The rumor that he was dead actually started in 1966, when college kids heard that he’d been killed in car a crash and replaced by a look-alike. This led to conspiracy theorists poring over all the Beatles cover art and songs for clues, and they found lots of them: there are five suspicious messages on the front cover of Sgt. Peppers alone, and a big one on the back – Paul standing backwards. There are the “audio hints” in songs, whether you play Strawberry Fields forwards or Revolution #9 backwards. And here’s another clue for you all: the Walrus is Paul.

But the most obvious evidence of Paul’s demise is found right on the cover of the very last album the Beatles recorded (though it was released before Let It Be.) When Beatles fans ran to the record store in September 1969, they picked up an album with no front title, and featuring a funeral procession. Can’t you see it? As the band crosses Abbey Road, John is the Eastern-style spiritual leader in white, Ringo follows as the congregation in black, the Paul look-alike (holding a cigarette in his right hand, hmmm) is the barefoot corpse, and gravedigger George brings up the rear dressed in denim. And look! The VW on the left has the license plate LMW 28IF, which clearly means “Linda McCartney Weeps, Paul would be 28 IF he were still alive.”

Well, the fact is, in September of 1969, Paul was 27 – so much for that. The working title of the album was “Everest,” and the original idea for the art was to shoot it in Nepal. But that was a long way to go, so at the last minute Paul sketched an idea for the cover. The band went outside, and while a policeman held up traffic, photographer Ian McMillan hopped up on a stepladder, and took just six shots of the band crossing the street. Take number five made the cover.

Paul claims his shoes didn’t fit, so he just took them off. George was not partial to suits, so he wore denim instead of the Tommy Nutter designer threads the other three are wearing. The VW just happened to be sitting there, and the poor owner was later tormented by a series of thefts of the license plate by Beatlemaniacs.

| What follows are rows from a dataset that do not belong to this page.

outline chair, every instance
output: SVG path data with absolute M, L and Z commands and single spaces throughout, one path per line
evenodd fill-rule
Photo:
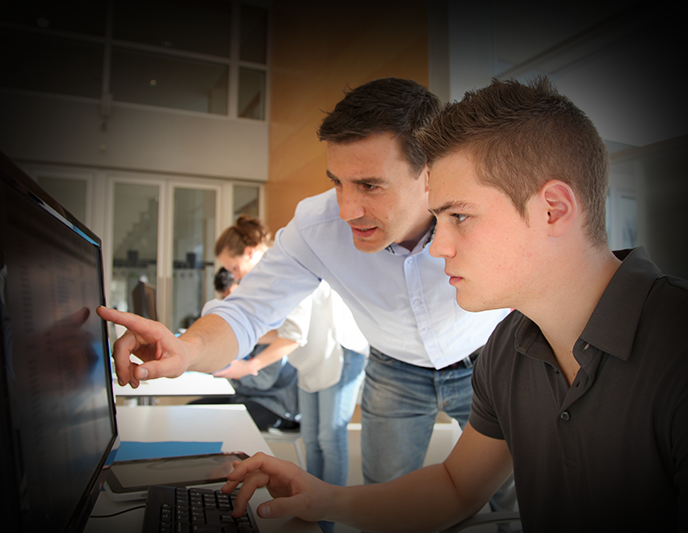
M 475 526 L 482 526 L 487 524 L 507 524 L 509 522 L 516 522 L 520 520 L 520 515 L 518 511 L 511 512 L 498 512 L 498 513 L 480 513 L 471 518 L 468 518 L 458 524 L 454 524 L 447 529 L 440 531 L 440 533 L 456 533 L 457 531 L 464 531 L 468 528 Z M 514 531 L 520 531 L 520 524 L 518 529 Z M 508 530 L 507 530 L 508 531 Z

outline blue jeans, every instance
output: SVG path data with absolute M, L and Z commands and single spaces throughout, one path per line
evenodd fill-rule
M 391 481 L 423 466 L 438 411 L 466 427 L 473 364 L 437 371 L 393 359 L 371 348 L 361 404 L 361 460 L 366 483 Z M 490 502 L 516 510 L 513 476 Z
M 342 347 L 343 348 L 343 347 Z M 318 392 L 299 389 L 301 438 L 306 447 L 306 469 L 332 485 L 346 485 L 349 474 L 347 425 L 356 407 L 366 357 L 344 349 L 339 383 Z M 325 532 L 331 522 L 319 522 Z
M 339 383 L 318 392 L 299 389 L 306 468 L 332 485 L 346 485 L 349 474 L 347 425 L 356 407 L 365 359 L 365 355 L 344 348 Z

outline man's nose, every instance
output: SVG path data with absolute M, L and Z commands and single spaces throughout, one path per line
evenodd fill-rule
M 358 195 L 344 189 L 337 191 L 337 203 L 339 204 L 339 218 L 344 221 L 361 218 L 365 210 Z

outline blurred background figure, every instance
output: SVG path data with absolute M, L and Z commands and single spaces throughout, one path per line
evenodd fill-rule
M 239 282 L 234 279 L 234 275 L 225 267 L 220 267 L 215 273 L 215 292 L 220 295 L 220 300 L 227 298 L 238 286 Z

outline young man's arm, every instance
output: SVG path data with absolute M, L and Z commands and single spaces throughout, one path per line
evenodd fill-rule
M 366 531 L 437 531 L 477 513 L 512 470 L 506 443 L 466 426 L 447 460 L 375 485 L 336 487 L 296 465 L 257 454 L 235 465 L 224 491 L 243 481 L 235 513 L 259 487 L 275 498 L 256 512 L 264 518 L 330 520 Z

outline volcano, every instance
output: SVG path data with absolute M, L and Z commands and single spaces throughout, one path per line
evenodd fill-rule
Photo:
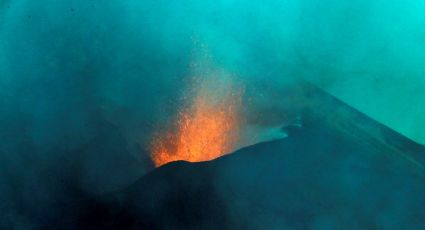
M 293 92 L 286 138 L 165 164 L 49 227 L 425 229 L 425 148 L 315 86 Z

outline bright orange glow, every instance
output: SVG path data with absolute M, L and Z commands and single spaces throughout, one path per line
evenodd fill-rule
M 207 161 L 233 150 L 240 128 L 241 93 L 215 81 L 197 83 L 175 130 L 158 135 L 152 159 L 161 166 L 171 161 Z M 233 91 L 233 92 L 232 92 Z

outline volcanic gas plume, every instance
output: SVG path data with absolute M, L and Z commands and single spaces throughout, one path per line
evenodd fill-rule
M 190 82 L 175 127 L 159 132 L 151 155 L 155 165 L 171 161 L 207 161 L 234 150 L 242 123 L 242 88 L 226 73 L 197 77 Z

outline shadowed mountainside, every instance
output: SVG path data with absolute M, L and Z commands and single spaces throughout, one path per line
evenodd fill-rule
M 305 88 L 304 99 L 312 99 L 299 108 L 302 125 L 283 129 L 287 138 L 209 162 L 164 165 L 122 191 L 74 205 L 79 211 L 70 223 L 102 229 L 425 228 L 424 148 Z

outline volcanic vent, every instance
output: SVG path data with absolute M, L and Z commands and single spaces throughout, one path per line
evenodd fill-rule
M 192 78 L 174 126 L 155 135 L 155 166 L 212 160 L 234 150 L 243 121 L 242 89 L 224 71 Z

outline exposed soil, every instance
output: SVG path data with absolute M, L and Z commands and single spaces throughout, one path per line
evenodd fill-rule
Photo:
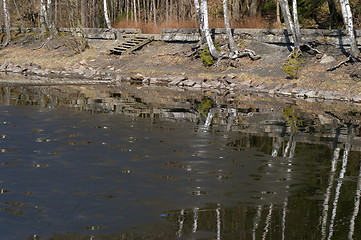
M 287 46 L 243 41 L 240 45 L 256 51 L 261 56 L 260 60 L 252 61 L 247 57 L 221 60 L 216 67 L 205 67 L 200 58 L 186 56 L 191 52 L 193 44 L 154 41 L 134 54 L 118 56 L 109 54 L 109 49 L 116 41 L 89 41 L 89 47 L 80 53 L 69 41 L 59 38 L 36 49 L 36 46 L 41 46 L 40 42 L 26 42 L 24 38 L 20 38 L 15 44 L 0 51 L 0 64 L 31 62 L 40 65 L 42 69 L 57 70 L 77 69 L 85 65 L 110 73 L 129 76 L 140 73 L 148 77 L 182 75 L 188 78 L 213 79 L 232 74 L 239 82 L 252 81 L 257 85 L 293 84 L 298 88 L 333 91 L 345 95 L 361 93 L 361 63 L 346 64 L 334 71 L 326 71 L 346 59 L 343 51 L 335 46 L 318 46 L 321 54 L 317 55 L 304 53 L 300 78 L 290 79 L 281 69 L 290 54 Z M 324 54 L 333 57 L 334 61 L 321 63 Z

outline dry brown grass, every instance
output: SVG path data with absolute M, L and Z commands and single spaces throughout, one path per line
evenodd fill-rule
M 96 54 L 94 48 L 69 56 L 47 49 L 32 50 L 30 48 L 11 46 L 1 51 L 0 63 L 13 62 L 14 64 L 23 64 L 31 62 L 42 66 L 42 68 L 59 69 L 74 66 L 74 64 L 79 63 L 82 59 L 95 58 Z

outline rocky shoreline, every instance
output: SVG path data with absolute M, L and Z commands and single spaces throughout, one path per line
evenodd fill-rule
M 124 75 L 120 69 L 112 67 L 94 69 L 87 66 L 86 62 L 80 62 L 76 68 L 64 68 L 62 70 L 42 69 L 33 63 L 14 64 L 6 62 L 0 64 L 0 79 L 2 84 L 26 84 L 26 85 L 87 85 L 108 84 L 118 85 L 120 83 L 137 84 L 140 86 L 163 86 L 175 87 L 189 90 L 217 90 L 248 91 L 268 93 L 302 99 L 338 100 L 353 103 L 361 103 L 361 93 L 358 95 L 347 95 L 342 92 L 325 91 L 298 86 L 297 83 L 269 84 L 265 82 L 254 82 L 252 80 L 242 81 L 236 75 L 223 74 L 214 78 L 200 78 L 182 76 L 150 77 L 140 73 Z M 7 76 L 4 77 L 4 76 Z

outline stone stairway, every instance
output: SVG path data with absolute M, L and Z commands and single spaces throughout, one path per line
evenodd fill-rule
M 130 54 L 133 51 L 136 51 L 139 48 L 152 42 L 153 40 L 154 40 L 153 37 L 142 37 L 142 36 L 127 37 L 124 42 L 110 49 L 110 53 L 116 55 Z

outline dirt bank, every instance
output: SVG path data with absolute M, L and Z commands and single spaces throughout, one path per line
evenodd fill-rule
M 0 78 L 109 79 L 361 101 L 361 63 L 326 71 L 346 59 L 333 45 L 318 46 L 321 54 L 316 56 L 305 53 L 299 79 L 290 79 L 281 69 L 290 54 L 287 46 L 242 41 L 242 47 L 255 50 L 261 59 L 240 58 L 205 67 L 201 59 L 187 57 L 192 44 L 154 41 L 131 55 L 110 55 L 115 43 L 89 41 L 89 48 L 79 54 L 65 45 L 35 49 L 35 43 L 13 44 L 0 51 Z

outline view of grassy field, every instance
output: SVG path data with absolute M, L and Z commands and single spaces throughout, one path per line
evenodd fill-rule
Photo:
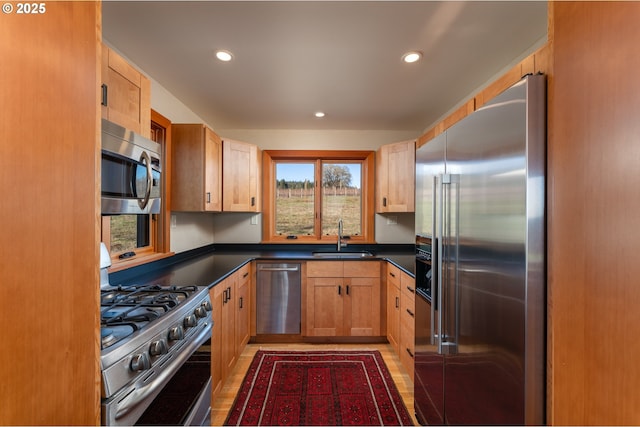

And the other folks in the shot – the three pedestrians at back-left are decorators returning to the studio from a lunch break; the man at right is an American tourist named Paul Cook – all attest that the shoot took just a minute or two.

What is true about the album is that it was a huge initial success: it sat at the top of the charts for 17 weeks, and its single – “Something” backed by “Come Together” – is the band’s second-biggest hit, behind only “Hey Jude.”

But if fans looked closer, they may have detected trouble brewing. The band reportedly enjoyed playing together on some of the sessions – at least to a greater degree than the misery of crafting the White Album – but problems were festering. John wanted to have all of his songs on one side, Paul’s on the other, but then what to do with George’s two compositions? Paul was also writing like a fiend, so what to do with all his output? Out of this discord came a tactical compromise: a flip-side mishmash medley that ironically resulted in some of the band’s most iconic musical moments, including Ringo’s only recorded drum solo, and a ridiculous 18-bar, John/Paul/George 3-guitar attack extravaganza.

It was sonic genius, but it also hid a secret that would be revealed in less than a year: Paul was still alive, but the Beatles were dead.

Fans who were really paying attention may have seen it coming. Indeed, the lasting symbol of the Abbey Road album – released 50 years ago – isn’t that front cover photograph. It’s hiding in plain sight, on the back.

On a simple brick wall framed by the swipe of a blue mini-dress are two embedded street signs. The lower one, “Abbey Road” went on to become a world-famous phrase that signifies an album, a street, a moment in time, and even the studio where the music was recorded (“EMI Studios” was renamed in its honor).

But the upper street sign says, simply, “Beatles.”

And running right through the last letter of that word, right through the S that makes a singular a plural, is a large crack.